Am 29. Juli 1904 starb seine Partnerin Stéphanie Boiteux, die von den Genoss*innen liebevoll la mère Peinard genannt wurde und die dem Aktivisten jederzeit zur Seite stand.
[…]
Zu dieser Zeit [1906] hörte Pouget auf, sich öffentlich als Anarchisten zu bezeichnen. Obwohl er die Anarchist*innen keineswegs ablehnte und sich noch jahrelang mit ihnen umgab, führte seine gewerkschaftliche Verantwortung dazu, dass er die Einheit der Arbeiterschaft systematisch über seine parteipolitischen oder gar ideologischen Präferenzen stellte.
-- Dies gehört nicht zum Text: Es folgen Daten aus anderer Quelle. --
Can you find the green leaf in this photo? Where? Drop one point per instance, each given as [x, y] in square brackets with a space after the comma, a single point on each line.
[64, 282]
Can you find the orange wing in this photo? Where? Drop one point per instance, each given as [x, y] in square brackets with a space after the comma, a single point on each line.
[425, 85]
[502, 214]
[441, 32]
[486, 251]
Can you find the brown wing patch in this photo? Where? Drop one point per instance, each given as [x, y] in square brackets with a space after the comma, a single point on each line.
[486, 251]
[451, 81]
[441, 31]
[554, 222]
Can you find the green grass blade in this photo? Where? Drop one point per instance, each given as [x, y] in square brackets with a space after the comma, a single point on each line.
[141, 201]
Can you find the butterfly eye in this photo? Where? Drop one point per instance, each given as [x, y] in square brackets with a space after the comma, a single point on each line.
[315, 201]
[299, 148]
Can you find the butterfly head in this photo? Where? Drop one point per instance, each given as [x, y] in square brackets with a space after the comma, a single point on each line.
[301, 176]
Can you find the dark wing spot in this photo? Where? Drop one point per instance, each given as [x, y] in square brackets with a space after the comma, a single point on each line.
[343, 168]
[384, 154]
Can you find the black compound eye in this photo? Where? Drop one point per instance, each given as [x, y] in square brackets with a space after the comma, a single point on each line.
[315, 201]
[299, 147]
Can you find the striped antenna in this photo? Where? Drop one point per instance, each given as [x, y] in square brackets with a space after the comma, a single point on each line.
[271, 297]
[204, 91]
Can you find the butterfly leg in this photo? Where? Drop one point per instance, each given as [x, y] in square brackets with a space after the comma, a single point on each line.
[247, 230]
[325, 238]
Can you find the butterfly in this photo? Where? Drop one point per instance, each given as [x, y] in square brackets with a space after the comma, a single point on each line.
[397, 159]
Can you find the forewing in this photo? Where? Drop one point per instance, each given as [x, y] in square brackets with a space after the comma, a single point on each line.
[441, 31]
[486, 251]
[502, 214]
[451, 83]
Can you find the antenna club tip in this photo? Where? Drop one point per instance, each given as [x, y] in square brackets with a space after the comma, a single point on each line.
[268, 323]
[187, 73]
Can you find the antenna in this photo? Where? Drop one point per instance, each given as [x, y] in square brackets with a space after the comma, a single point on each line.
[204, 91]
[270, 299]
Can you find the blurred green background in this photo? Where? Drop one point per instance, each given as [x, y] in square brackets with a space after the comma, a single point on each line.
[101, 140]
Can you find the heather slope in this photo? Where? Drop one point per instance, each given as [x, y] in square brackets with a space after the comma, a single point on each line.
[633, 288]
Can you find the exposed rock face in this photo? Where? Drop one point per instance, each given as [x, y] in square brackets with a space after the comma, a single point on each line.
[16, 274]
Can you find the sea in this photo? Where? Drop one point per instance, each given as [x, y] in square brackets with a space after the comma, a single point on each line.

Wahrscheinlich war dies auch der Grund, weshalb Pouget im Rahmen des Bundesvorstandes die (Minderheiten-)Idee verteidigte, dass die CGT nicht nur die Arbeiter*innen, sondern auch die Akademiker*innen, Kleinbäuer*innen, Fischer*innen und proletarisierten Handwerker*innen vereinen solle, mit der Argumentation, dass diese trotz des Besitzes ihrer Arbeitsinstrumente proletarisierte Produzent*innen seien, ebenso wie „von Hand nähende“ Schuster*innen die Eigentümer*innen ihrer Arbeitsinstrumente seien. Ebenso sprach er sich 1905 (vergeblich) für die Aufnahme der Gewerkschaft der Berufsjournalist*innen aus.
[…]
Anlässlich des CGT-Kongresses von Amiens im Oktober 1906 beteiligte sich Émile Pouget gemeinsam mit anderen Aktivisten, darunter Victor Griffuelhes, Paul Delesalle und Louis Niel, an der Verfassung eines Antrages über die Beziehungen zwischen der CGT und politischen Organisationen. Der Text behandelte die „doppelte Aufgabe, die tägliche und die zukünftige“ des Syndikalismus: „In der täglichen Arbeit verfolgt der Syndikalismus die Koordinierung der Bemühung der Arbeiter*innen, die Steigerung des Wohlbefindens der Arbeiter*innen durch die Verwirklichung unmittelbarer Verbesserungen wie Arbeitszeitverkürzung, Lohnerhöhung etc. Aber diese Arbeit ist nur eine Seite des Werkes des Syndikalismus; er bereitet ausserdem die vollständige Emanzipation vor, die nur durch Enteignung der Kapitalist*innen erreicht werden kann, er befürwortet den Generalstreik als Aktionsmittel und er anerkennt, dass die Gewerkschaft, heute eine Widerstandsgruppe, in Zukunft als Produktions- und Verteilungsgruppe die Grundlage für die soziale Reorganisation sein wird.“ Der Text fordert auch die vollkommene Unabhängigkeit des Syndikalismus: „In Bezug auf die Organisationen erklärt der Kongress, dass, damit der Syndikalismus seine maximale Wirkung erreicht, sich die wirtschaftliche Aktion direkt gegen die Arbeitgeber richten muss, dabei haben sich die Konföderationsorganisationen als gewerkschaftliche Gruppierungen nicht um die Parteien und Sekten zu kümmern; diese können abseits und an der Seite der Organisationen der CGT vollkommen frei die soziale Transformation verfolgen können.“
Der Antrag wurde mit 830 Stimmen angenommen, bei 8 Gegenstimmen und einer Enthaltung, und ging als Charta von Amiens in die Geschichte ein.
[…]
In der Folge spielte Émile Pouget keine entscheidende Rolle in der Gewerkschaftsbewegung mehr, obwohl er weiterhin häufig den Sitz der CGT in Paris in der Rue de la Grange-aux-Belles, besuchte, wo ihn alle kannten.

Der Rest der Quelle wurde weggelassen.